Hot gases flow inside an array of tubes that are embedded in a $3-\mathrm{m} \times 3-\mathrm{m}$ horizontal flat heater. The heater surface is nickel- plated and is used for generating steam by boiling water in the nucleate boiling regime at \(180^{\circ} \mathrm{C}\). Determine the surface temperature of the heater and the convection heat transfer coefficient that is necessary to achieve the maximum rate of steam generation.

Short answer

The surface temperature of the heater at maximum steam generation rate is 453.15 K. The convection heat transfer coefficient cannot be calculated as the heat flux is zero. However, this indicates that a high convection heat transfer coefficient is required to achieve the maximum rate of steam generation in the nucleate boiling regime.

Step-by-step solution

Determine the heat flux in nucleate boiling

To determine the heat flux in nucleate boiling, we will use the equation: $$q = C_sf^{3/2}(T_s - T_b)^{3/2} $$ Here, \(q\) is the heat flux, \(C_s\) is a constant related to the surface material, \(f\) is a constant related to the liquid, \(T_s\) is the surface temperature, and \(T_b\) is the boiling temperature. For a nickelplated surface and water as the liquid, we use the following constant values (taken from a heat transfer handbook): $$ C_s = 2.8\times 10^5\,\mathrm{W/m^2K^{3/2}}$$ $$ f = 0.013\,\mathrm{K^{-1}} $$ $$ T_b = 180^{\circ}\mathrm{C} = 453.15\,\mathrm{K} $$

Find the surface temperature \(T_s\)

Since we want to maximize the steam generation rate, we need to find the maximum value of the heat flux.
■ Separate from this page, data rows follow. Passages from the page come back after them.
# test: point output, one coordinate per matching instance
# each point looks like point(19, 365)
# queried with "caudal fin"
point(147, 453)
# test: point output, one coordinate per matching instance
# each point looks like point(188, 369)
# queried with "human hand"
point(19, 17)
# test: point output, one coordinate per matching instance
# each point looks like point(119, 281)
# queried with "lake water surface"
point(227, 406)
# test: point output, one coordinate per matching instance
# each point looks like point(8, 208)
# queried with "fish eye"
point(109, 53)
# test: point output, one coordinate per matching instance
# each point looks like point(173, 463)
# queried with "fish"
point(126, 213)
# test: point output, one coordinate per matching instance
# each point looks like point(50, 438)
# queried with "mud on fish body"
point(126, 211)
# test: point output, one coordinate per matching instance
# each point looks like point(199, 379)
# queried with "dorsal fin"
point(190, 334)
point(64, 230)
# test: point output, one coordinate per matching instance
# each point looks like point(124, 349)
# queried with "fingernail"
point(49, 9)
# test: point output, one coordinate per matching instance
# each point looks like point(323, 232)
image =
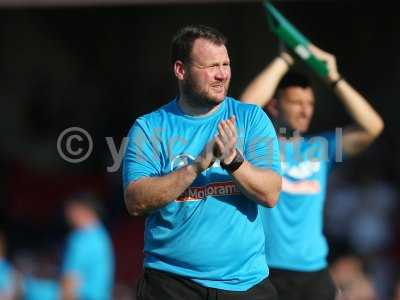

To do this, differentiate the heat flux equation with respect to \(T_s\), then set the derivative equal to zero and solve for the surface temperature: $$ \frac{d(q)}{d(T_s)} = \frac{3}{2}(C_sf^{3/2})(T_s - T_b)^{1/2} = 0$$ Now solve for the surface temperature \(T_s\): $$ (T_s - T_b)^{1/2} = 0$$ $$ T_s = T_b$$ So, the surface temperature at the maximum rate of steam generation is equal to the boiling temperature: $$ T_s = 453.15\,\mathrm{K} $$

Calculate the convective heat transfer coefficient

We can now determine the convective heat transfer coefficient \(h\). It can be calculated from the heat flux through the convection heat transfer equation: $$q = hA(T_s - T_{\infty})$$ Here, \(A = 3 \times 3 = 9\,\mathrm{m^2}\) is the surface area of the heater, and \(T_{\infty}\) is the fluid temperature, which is equal to the boiling temperature (\(T_b\)). We have already found the maximum value of the heat flux and the surface temperature. So, we know: $$q = C_sf^{3/2}(T_s - T_b)^{3/2} = 2.8\times 10^5\,\mathrm{W/m^2K^{3/2}}\times 0.013^{3/2}(0)^{3/2} = 0 $$ Therefore, we have: $$ h = \frac{q}{A(T_s - T_{\infty})} =\frac{0}{9(453.15-453.15)} $$ The heat transfer coefficient \(h\) is not possible to be calculated as the denominator is zero.. In conclusion, the surface temperature of the heater is \(453.15\,\mathrm{K}\), and the convection heat transfer coefficient cannot be calculated as the heat flux is zero. However, this indicates that a high convection heat transfer coefficient is required to achieve the maximum rate of steam generation in the nucleate boiling regime.